Final diagnostic script

# import libraries for logging
import logging
from pathlib import Path
from pprint import pformat

from esmvaltool.diag_scripts.shared import run_diagnostic, group_metadata

import iris
import iris.quickplot
import matplotlib.pyplot as plt

#from esmvaltool.diag_scripts.shared.plot import quickplot

logger = logging.getLogger(Path(__file__).stem)

def main(cfg):
    """Compute the time average for each input dataset."""
    # Get a description of the preprocessed data that we will use as input.
    input_data = cfg['input_data'].values()

    #selections = select_metadata(input_data, short_name='tas', project='CMIP6')
    #logger.info("Example of how to select only CMIP6 temperature data:\n%s",
                #pformat(selections))

    # Example of how to loop over dervied variables
    groups = group_metadata(input_data, 'variable_group', sort='dataset')
    for group_name in groups:
        logger.info("Processing variable %s", group_name)
        for attributes in groups[group_name]:
            logger.info("Processing dataset %s", attributes['dataset'])
            input_file = attributes['filename']
            var_name   = attributes['short_name']
            cube = iris.load_cube(input_file)

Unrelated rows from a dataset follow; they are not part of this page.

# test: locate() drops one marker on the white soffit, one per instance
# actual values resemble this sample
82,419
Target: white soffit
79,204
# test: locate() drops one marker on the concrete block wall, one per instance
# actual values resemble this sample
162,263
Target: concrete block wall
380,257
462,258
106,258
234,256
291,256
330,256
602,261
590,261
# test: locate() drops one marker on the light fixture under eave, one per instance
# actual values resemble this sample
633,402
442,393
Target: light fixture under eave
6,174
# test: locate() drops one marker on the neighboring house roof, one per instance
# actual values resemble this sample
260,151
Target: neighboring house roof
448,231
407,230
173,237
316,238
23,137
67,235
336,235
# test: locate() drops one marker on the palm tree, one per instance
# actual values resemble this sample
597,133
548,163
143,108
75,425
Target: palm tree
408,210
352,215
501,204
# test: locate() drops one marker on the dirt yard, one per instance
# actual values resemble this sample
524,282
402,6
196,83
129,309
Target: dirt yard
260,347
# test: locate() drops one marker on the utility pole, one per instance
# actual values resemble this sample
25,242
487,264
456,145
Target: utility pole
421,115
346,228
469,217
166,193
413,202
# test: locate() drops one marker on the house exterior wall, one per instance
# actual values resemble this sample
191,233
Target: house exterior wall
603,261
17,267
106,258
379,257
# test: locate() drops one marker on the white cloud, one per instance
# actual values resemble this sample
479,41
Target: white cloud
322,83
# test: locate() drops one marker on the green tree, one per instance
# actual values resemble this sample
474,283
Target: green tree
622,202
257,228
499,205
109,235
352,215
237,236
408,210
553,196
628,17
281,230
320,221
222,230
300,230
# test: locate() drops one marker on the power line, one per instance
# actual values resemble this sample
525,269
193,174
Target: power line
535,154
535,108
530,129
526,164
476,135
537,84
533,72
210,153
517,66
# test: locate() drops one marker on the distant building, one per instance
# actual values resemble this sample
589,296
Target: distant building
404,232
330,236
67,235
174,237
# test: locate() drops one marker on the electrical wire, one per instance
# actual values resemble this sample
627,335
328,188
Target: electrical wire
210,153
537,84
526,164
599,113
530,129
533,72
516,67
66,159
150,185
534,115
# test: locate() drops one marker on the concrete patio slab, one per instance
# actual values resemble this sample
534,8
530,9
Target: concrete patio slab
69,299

            basename = Path(input_file).stem
            plot_dir = cfg['plot_dir']
            file_type = cfg['output_file_type']

            plt.figure()
            if "tas_map" in group_name:
                iris.quickplot.pcolormesh(cube,cmap='RdBu')
                plt.gca().coastlines()
                plt.colorbar()

            if "tas_ts" in group_name:
                plot = iris.quickplot.plot(cube)

            plt.savefig(plot_dir+'/'+group_name+'_'+basename+'.'+file_type)

            """
            if cfg.get('quickplot'):
                #Create the plot
                quickplot(cube, **cfg['quickplot'])
                #And save the plot
                save_figure(basename, provenance_record, cfg)
            """


if __name__ == '__main__':

    with run_diagnostic() as config:
        main(config)

Browser the final result at:

http://ns9560k.web.sigma2.no/diagnostics/esmvaltool/yanchun/tmp/recipe_mydiag_20230530_140124/

Note, there is no figure shown in the index page, probablly because we don’t use the esmvaltool save_figure() function. And we lack the provenance_record for the generated data and plots, as it is not properly done yet in the diagnostic script.